The machine at GS Retail Co.’s convenience store sells gold bars from as big as 37.5 grams (1.32 ounces) to as small as less than 1 gram. Prices change daily, reflecting wider market movements, but start at about 88,000 won ($64) for a 0.5-gram bar.

The machines operate in 30 stores in the company’s retail franchise across the country, six times more than the service started with in 2022.

“Currently we are seeing about 30 million won of sales per month,” said a GS spokesperson via text message. “The gold vending machine draws customers’ attention due to increasing demand for safe haven assets and the spreading trend of micro-investing.”

South Korean residents are caught up in the micro-investing trend that’s sweeping the globe. In the United Kingdom, 65% of Gen Z and millennials are open to investing in fractional shares (less than one share of a company), according to a May 16 report from Charles Schwab Corp.
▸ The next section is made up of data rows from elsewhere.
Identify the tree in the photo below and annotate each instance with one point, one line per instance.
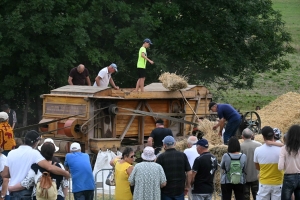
(207, 41)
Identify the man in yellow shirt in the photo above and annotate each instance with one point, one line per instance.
(141, 65)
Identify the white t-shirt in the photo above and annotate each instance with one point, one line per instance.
(191, 154)
(19, 162)
(3, 163)
(105, 77)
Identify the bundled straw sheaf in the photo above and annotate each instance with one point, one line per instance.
(173, 82)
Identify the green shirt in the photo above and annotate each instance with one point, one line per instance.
(142, 61)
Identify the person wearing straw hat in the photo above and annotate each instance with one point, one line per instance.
(7, 139)
(177, 169)
(147, 177)
(104, 77)
(226, 113)
(141, 65)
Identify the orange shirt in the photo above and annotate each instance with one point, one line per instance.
(7, 141)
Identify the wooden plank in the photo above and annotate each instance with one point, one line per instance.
(156, 95)
(130, 122)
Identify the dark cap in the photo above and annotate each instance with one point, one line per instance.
(211, 104)
(267, 131)
(159, 121)
(148, 41)
(32, 137)
(203, 143)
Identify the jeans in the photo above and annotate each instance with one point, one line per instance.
(253, 186)
(238, 190)
(21, 195)
(202, 196)
(166, 197)
(267, 192)
(291, 183)
(230, 129)
(84, 195)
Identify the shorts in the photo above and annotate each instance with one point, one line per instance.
(142, 72)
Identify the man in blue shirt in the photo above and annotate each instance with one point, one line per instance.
(83, 184)
(226, 113)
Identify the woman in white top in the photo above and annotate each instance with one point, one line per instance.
(289, 161)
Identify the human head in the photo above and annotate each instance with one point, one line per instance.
(147, 42)
(293, 140)
(212, 106)
(247, 133)
(159, 122)
(202, 146)
(75, 147)
(49, 140)
(112, 68)
(267, 133)
(3, 116)
(191, 141)
(148, 154)
(80, 68)
(48, 150)
(5, 107)
(32, 138)
(128, 155)
(169, 142)
(233, 145)
(277, 133)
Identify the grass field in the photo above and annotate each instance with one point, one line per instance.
(268, 86)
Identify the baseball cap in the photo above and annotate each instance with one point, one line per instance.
(211, 104)
(203, 142)
(114, 66)
(32, 137)
(148, 41)
(75, 146)
(267, 131)
(50, 141)
(4, 116)
(168, 140)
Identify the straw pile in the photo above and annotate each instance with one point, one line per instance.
(282, 113)
(173, 82)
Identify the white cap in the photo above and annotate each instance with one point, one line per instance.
(4, 116)
(51, 141)
(75, 146)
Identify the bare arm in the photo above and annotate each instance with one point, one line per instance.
(150, 141)
(70, 80)
(54, 169)
(97, 79)
(88, 80)
(112, 83)
(145, 57)
(257, 166)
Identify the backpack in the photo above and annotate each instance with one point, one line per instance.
(46, 188)
(236, 172)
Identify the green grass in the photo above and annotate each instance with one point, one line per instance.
(268, 86)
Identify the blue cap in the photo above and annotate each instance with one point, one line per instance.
(114, 66)
(148, 41)
(203, 142)
(168, 140)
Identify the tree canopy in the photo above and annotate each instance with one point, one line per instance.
(223, 41)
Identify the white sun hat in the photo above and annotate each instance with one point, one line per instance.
(148, 154)
(51, 141)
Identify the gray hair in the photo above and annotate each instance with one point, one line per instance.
(192, 140)
(247, 133)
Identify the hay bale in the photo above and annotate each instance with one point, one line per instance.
(173, 82)
(282, 113)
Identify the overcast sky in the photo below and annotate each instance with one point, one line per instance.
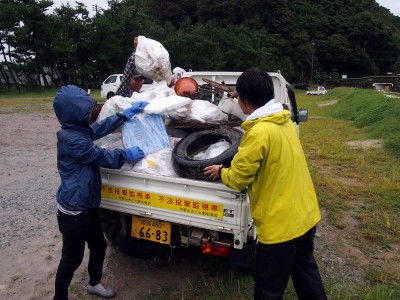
(392, 5)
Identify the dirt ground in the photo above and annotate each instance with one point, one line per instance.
(30, 243)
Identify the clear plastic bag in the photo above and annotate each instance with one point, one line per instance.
(152, 60)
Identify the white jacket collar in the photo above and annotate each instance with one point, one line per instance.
(270, 108)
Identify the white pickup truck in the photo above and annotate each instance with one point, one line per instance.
(319, 91)
(150, 215)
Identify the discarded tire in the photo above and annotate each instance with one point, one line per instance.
(192, 144)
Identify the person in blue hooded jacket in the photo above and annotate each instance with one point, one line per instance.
(79, 194)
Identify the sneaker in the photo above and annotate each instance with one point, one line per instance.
(101, 291)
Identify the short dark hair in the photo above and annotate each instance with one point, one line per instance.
(255, 87)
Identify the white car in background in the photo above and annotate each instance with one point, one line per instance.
(110, 86)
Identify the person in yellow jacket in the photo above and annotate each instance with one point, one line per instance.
(270, 162)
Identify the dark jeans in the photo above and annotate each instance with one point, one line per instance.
(275, 263)
(76, 230)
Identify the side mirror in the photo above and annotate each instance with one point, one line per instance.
(303, 115)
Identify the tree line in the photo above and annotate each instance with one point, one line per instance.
(304, 39)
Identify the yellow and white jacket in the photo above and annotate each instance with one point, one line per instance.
(271, 163)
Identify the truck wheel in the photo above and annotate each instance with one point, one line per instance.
(110, 94)
(190, 145)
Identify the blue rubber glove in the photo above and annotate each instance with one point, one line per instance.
(134, 109)
(134, 153)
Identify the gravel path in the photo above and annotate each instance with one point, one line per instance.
(28, 174)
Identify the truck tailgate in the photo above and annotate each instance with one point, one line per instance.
(207, 205)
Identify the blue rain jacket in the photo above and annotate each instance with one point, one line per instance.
(78, 158)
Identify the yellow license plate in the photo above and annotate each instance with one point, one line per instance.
(152, 230)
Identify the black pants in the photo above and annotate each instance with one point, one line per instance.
(275, 263)
(76, 230)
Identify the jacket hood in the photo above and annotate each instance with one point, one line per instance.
(270, 112)
(73, 106)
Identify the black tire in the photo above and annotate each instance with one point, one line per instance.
(183, 151)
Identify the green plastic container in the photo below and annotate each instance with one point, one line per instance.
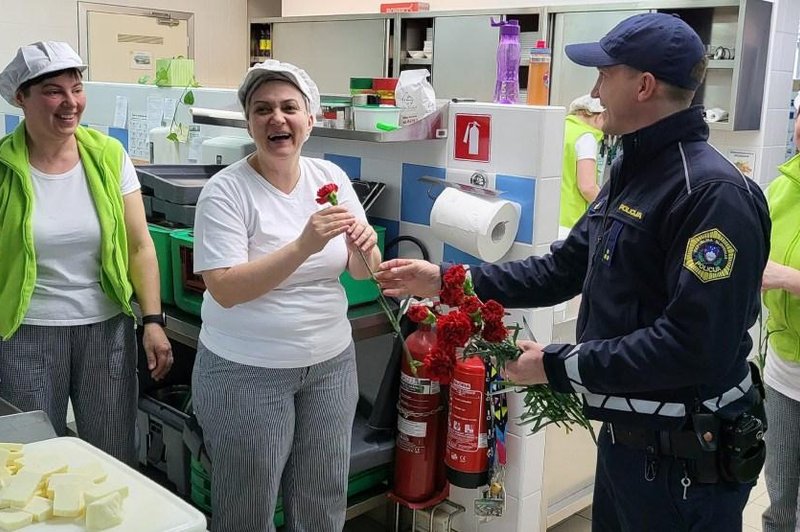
(364, 290)
(161, 241)
(187, 287)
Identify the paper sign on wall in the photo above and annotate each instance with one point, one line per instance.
(473, 137)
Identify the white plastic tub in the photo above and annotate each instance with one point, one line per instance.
(367, 118)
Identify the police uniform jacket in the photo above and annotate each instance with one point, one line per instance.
(669, 260)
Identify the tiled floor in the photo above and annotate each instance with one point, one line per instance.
(582, 521)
Retail investors worldwide have been flocking to everything from meme stocks to cryptocurrencies; for South Koreans, physical gold is just one more option.
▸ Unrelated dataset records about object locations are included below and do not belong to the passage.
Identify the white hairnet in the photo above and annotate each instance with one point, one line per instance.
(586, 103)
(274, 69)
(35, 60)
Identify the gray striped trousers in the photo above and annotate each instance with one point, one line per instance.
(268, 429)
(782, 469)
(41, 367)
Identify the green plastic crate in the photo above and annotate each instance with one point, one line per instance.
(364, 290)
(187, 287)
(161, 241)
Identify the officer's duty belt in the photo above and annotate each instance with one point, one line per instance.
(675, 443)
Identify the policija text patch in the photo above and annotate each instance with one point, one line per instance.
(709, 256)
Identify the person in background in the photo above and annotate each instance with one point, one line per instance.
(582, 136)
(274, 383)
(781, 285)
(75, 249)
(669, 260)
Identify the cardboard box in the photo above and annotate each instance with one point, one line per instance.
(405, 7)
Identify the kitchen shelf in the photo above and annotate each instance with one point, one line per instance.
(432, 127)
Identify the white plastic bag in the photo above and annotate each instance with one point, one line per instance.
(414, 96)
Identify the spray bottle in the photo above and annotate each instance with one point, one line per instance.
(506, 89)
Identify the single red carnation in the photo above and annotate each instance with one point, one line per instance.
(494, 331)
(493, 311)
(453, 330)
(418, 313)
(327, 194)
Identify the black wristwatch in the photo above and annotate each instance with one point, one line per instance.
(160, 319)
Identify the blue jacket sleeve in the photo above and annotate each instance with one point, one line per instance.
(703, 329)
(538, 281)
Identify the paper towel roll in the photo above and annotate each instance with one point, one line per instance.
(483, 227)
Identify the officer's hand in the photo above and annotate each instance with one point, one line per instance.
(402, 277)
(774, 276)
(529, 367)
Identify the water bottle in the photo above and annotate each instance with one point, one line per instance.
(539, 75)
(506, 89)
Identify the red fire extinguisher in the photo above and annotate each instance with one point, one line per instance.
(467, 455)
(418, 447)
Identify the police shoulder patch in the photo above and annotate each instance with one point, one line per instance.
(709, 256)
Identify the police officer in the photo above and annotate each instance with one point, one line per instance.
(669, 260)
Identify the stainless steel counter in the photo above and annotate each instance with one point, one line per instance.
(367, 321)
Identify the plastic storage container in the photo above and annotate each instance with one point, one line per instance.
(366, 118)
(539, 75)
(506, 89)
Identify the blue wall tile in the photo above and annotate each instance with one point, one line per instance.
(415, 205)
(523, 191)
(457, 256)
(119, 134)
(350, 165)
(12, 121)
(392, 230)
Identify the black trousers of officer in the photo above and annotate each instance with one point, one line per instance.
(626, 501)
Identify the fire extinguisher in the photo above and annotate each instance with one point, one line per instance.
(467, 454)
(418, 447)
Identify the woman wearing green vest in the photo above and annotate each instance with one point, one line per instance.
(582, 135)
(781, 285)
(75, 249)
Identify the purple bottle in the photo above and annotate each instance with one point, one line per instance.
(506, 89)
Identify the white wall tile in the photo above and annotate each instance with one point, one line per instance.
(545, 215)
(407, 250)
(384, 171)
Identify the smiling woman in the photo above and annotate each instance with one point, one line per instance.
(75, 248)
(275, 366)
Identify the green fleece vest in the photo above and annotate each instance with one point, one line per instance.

Local investors have a “fear of missing out when everything rallies, and that partially contributed to the scene,” says Park Sang-hyun, an economist at HI Investment & Securities in Seoul, noting the recent surge that pushed gold’s market price to an all-time high of more than $2,400 an ounce last month. “Feeling uncertainty about the global economy prompts safe haven demand,” he adds.

­The thrill of convenience store gold

GS is not the only convenience store chain tapping into gold’s allure in South Korea. Rival business CU began selling three types of ultralight gold cards on April 1. It took only two days for the 1-gram cards to sell out, according to BGF Retail Co., the company that runs the chain, with most of the demand coming from customers in their 30s.

According to a BGF spokesperson, 95% of 770 gold products on offer were sold as of May 31. “Sales accelerated as CU’s fixed-price gold products became cheaper than the market price,” BGF said in a press release. The retail chain will introduce higher-weight options, from 2-gram to 10-gram bars, in the future, but did not specify a date.

The trend of selling gold alongside bathroom staples and soda has caught the attention of Americans, too. Last summer, US-based Costco Wholesale Corp. began offering gold bars; now, even with a limit of two per customer, the 1-ounce bars whose cost is based on the market price get snapped up within hours.

In Korea, online banks are also trying to keep up with the demand for gold. Kbank, one of South Korea’s three internet banks with more than 10 million users, launched a service on May 9 that allows users of its app to purchase 1.875-gram to 37.5-gram gold bars with free delivery.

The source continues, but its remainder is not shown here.